Thank you for your prompt answer. I tried to set up the DNS challenge using
sudo certbot certonly --manual --preferred-challenges dns

I did the both validations in the txt record and checked in the https://mxtoolbox.com/ if the records were already working before continuing.

Nonetheless I received the error
ReadTimeout: HTTPSConnectionPool(host=‘acme-v01.api.letsencrypt.org’, port=443): Read timed out. (read timeout=45)
And the same error using the staging environment
ReadTimeout: HTTPSConnectionPool(host=‘acme-staging.api.letsencrypt.org’, port=443): Read timed out. (read timeout=45)

Furthermore when I check in https://letsencrypt.status.io/ it seems like everything is working.

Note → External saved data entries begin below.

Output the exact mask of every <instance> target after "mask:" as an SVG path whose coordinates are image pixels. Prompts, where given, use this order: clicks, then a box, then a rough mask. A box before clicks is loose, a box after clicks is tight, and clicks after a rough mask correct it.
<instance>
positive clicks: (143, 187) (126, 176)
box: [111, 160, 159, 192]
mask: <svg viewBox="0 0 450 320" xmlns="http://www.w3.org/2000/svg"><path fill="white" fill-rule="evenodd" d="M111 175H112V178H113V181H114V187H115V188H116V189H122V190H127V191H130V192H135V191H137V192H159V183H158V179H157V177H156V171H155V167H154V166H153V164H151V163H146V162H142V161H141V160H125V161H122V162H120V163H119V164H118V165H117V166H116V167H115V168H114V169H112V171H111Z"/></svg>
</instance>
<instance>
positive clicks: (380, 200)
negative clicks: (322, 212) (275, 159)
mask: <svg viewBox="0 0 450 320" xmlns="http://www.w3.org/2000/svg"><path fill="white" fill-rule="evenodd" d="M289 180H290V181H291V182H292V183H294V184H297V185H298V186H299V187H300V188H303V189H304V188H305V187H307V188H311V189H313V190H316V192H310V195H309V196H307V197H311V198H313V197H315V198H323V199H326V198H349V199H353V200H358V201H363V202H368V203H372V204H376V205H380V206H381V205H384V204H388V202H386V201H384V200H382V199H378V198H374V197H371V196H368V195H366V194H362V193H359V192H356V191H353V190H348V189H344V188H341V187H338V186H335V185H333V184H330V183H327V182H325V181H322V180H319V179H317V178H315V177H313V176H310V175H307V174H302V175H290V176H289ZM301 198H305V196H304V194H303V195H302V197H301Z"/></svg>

Do you have any Ideas?

I am using Apache2, PHP7.0, and Nextcloud.

Hi @riparise,

It should be good to show the entire output of that command (add --staging to the command so you won't reach rate limits).

Could you please show the output of these commands?.

curl -IkL https://acme-v01.api.letsencrypt.org
curl -IkL https://google.com

Cheers,
sahsanu

Those errors refer to a blocked outbound connection from you to the Let’s Encrypt server, not to an attempt to use an inbound port.

The commands that @sahsanu has suggested should help diagnose this problem.